Victor Emanuel Nature Tours schedules its Polar Bears of Churchill tour to coincide with the maximum concentrations of bears near Hudson Bay. It was VENT that brought the very first commercial group of Polar Bear watchers to Churchill in the 1980s. The timing for the 2014 tour worked out very nicely. Over three full days aboard the Tundra Buggy, we had at least 40 Polar Bear sightings. The very first bear sighting was the one visiting groups anticipate the most: a female with small cubs, young bears just 11months old, born during the 2013 autumn denning season. Since we were the first buggy off the launch that day (and each successive day), we had the great fortune of watching this threesome before they walked off to seek greater privacy. Over the course of the Tundra Buggy days, we had a wonderful variety of bear experiences. We saw bears playfully sparring and wrestling, and lounging in shallow pits with legs sprawled out. One particular bear visited the buggy on more than one occasion, leaning up against the side and sniffing at the grate in the floor of the back deck—close enough to smell its breath. We also saw full-size adult males, massive bears that the younger males gave a wide berth. There were superb photo opportunities each day.

Gyrfalcon, white morph

Gyrfalcon, white morph— Photo: Bob Sundstrom

We had excellent luck with other Arctic specialty fauna too. An all-white Arctic Fox trotted alongside our bus one morning as we traveled to the buggy launch. A huge Arctic Hare snuggled under a tiny spruce tree, offering a close view of another white-furred tundra specialist. A final white mammal and the most unlikely sighting was an Ermine (Short-tailed Weasel), that sped back and forth under a band of spruce trees, its black tail tip giving away its position.

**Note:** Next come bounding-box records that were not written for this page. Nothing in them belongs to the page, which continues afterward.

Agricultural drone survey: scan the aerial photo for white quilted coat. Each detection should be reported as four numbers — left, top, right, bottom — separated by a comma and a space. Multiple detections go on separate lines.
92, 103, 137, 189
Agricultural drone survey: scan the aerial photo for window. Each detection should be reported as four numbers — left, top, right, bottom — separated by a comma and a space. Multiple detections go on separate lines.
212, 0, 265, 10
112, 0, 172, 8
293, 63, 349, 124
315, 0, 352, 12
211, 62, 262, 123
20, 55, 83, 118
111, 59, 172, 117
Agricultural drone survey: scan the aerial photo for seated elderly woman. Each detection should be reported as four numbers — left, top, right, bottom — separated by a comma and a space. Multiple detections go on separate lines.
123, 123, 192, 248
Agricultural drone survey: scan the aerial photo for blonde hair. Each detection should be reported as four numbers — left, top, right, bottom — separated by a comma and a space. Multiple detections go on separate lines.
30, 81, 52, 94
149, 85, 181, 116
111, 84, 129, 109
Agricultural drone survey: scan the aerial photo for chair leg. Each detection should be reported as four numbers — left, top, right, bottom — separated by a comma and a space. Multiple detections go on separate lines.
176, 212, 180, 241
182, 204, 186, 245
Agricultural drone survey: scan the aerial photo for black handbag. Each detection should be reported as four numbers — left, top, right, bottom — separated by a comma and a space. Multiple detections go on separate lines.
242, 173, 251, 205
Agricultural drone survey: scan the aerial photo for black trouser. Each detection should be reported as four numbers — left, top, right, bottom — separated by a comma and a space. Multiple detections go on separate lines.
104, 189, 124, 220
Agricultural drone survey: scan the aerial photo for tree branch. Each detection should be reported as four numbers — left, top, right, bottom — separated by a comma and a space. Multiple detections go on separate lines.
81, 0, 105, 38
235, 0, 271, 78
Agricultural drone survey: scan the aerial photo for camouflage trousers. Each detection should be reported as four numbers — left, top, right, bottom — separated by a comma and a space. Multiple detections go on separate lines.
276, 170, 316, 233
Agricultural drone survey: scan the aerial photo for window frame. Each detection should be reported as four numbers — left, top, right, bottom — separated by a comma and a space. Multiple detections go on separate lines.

There were glamorous white birds too. We saw both Willow and Rock ptarmigan decked out in their winter white feathers. The white feathers were so fresh they showed a hint of pink. A few Snow Buntings paused along the beachfront high tide line, making for good viewing in the spotting scope. And the most glorious bird sighting of all: a nearly all-white Gyrfalcon, with just a few black dots in its wing feathers, perched atop a tower and also sped by on the wing a couple of times close to the buggy. A white Gyr’ ranks near the top of all bird sightings anywhere.

There were a number of other things that made this a very special tour: a wonderful group of participants who enjoyed every aspect of the tour; a wonderful Tundra Buggy driver, Neil Mumby, whose sense of humor, knowledge, and driving skills added much to the Churchill experience; Gypsy’s hot soup and fresh pastries each day on the Tundra Buggy; the gracious help of our North Star drivers, Rob and Doug; and the hospitality that greeted us in each of our dining places, from the Hilton to Gypsy’s, as well as the Seaport Hotel and Tundra Inn restaurant. It was an overall tour experience that left us with many fine memories.